I woke early to see mist floating over Timothy Lake, and promptly fell back asleep, waking for real only when the sun cleared the hill behind us and poured golden light onto the trees. A raven croaked from a treetop across the water, and ospreys dove for breakfast.
Since we were going to hike around the lake today, we stashed my pack and most of our gear in the woods near some trail crossroads, then took turns carrying a day-pack for the 13-mile loop.
The weather continued to be warm and unbrokenly sunny with a cool breeze. The trail was flat and soft underfoot, meandering around the lake over a dam, through natural areas, alongside day use areas packed with people and inflatable swim rafts, in between campgrounds, and into the forest. We paused on one of the beaches to soak our sore, blistered, dusty feet in the cool lake. With our toes in the water and a great view of Mount Hood ahead, we were content to sit around for quite a while.

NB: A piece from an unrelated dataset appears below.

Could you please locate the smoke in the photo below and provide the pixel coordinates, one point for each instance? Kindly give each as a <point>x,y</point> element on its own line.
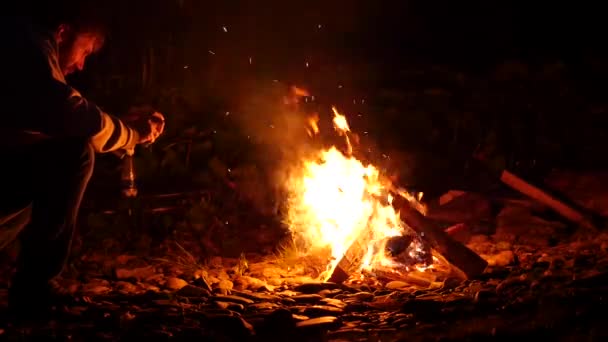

At last we finished the loop, recovered our gear, and headed a few minutes down the trail to Little Crater Lake, a perfectly clear spring 45 feet deep. The cerulean water is stunning!
As we sat in the grass rehydrating refried beans for dinner, a thru-hiker with a canvas tarp rolled onto his pack walked up, and we invited him to sit with us. We learned that he, like many people this year, had planned to hike northbound, but had hit a hard stop with the insanely high snow in the Sierra this year, forcing him to travel to Canada and hike south the rest of the way.
He was serious and sincere, opening up about how emotional it was for him to lose his "trail family" when the Sierra split everyone up. Originally from Hong Kong, but spending most of his life in San Francisco, he had grown up hearing stories of the PCT and had always wanted to hike it. With turning 30 this year, he realized that life was slipping away and that he should chase his dreams now.
We talked with him for a long time, chatting about everything from hiking philosophy to how culture influences our ideas about family and community. We shared some of our dehydrated hot sauce with him. A cyclist walked over and asked if we were thru-hikers ("Yes, but not this year," we replied), and we chatted with him for a while about his adventures cycling across the US and hiking sections of the PCT, Appalachian Trail, and Continental Divide Trail.
By this point an hour or so had passed, so Zach and I packed up, wished the thru-hiker good luck and safe travels, and hiked back down the trail. We walked a few miles, gathered water from a spring while dodging mosquitoes, then hiked on to find a place to camp.
Although the gently-sloping woodlands probably had some good campsites, we weren't tired yet, so we kept walking until the trail cut along the side of a very steep, several-hundred foot slope of trees, with a bank of rhododendron on our right and a sweeping view of the fir-blanketed mountains, and, looming large, Mount Hood's peak, to our left. It was the "golden hour" of the day, the view both sharpened and softened with the evening glow.
We watched Mount Hood's peak slowly march by, flanked by deep woodlands and an occasional stretch of meadow. Behind us, the sun dipped toward the mountains, casting stripes of dappled light over the trail. I felt hushed by the magic.
At last we plunged back into the woodlands, and realized that we had almost made it to the next water source, at a designated campground. Since we didn't want to pay to camp, we ended up pitching our tent a hundred yards from the highway that weaves its way up to Mount Hood. The sound of trucks passing by all night wasn't exactly a wilderness experience, but the stars were beautiful.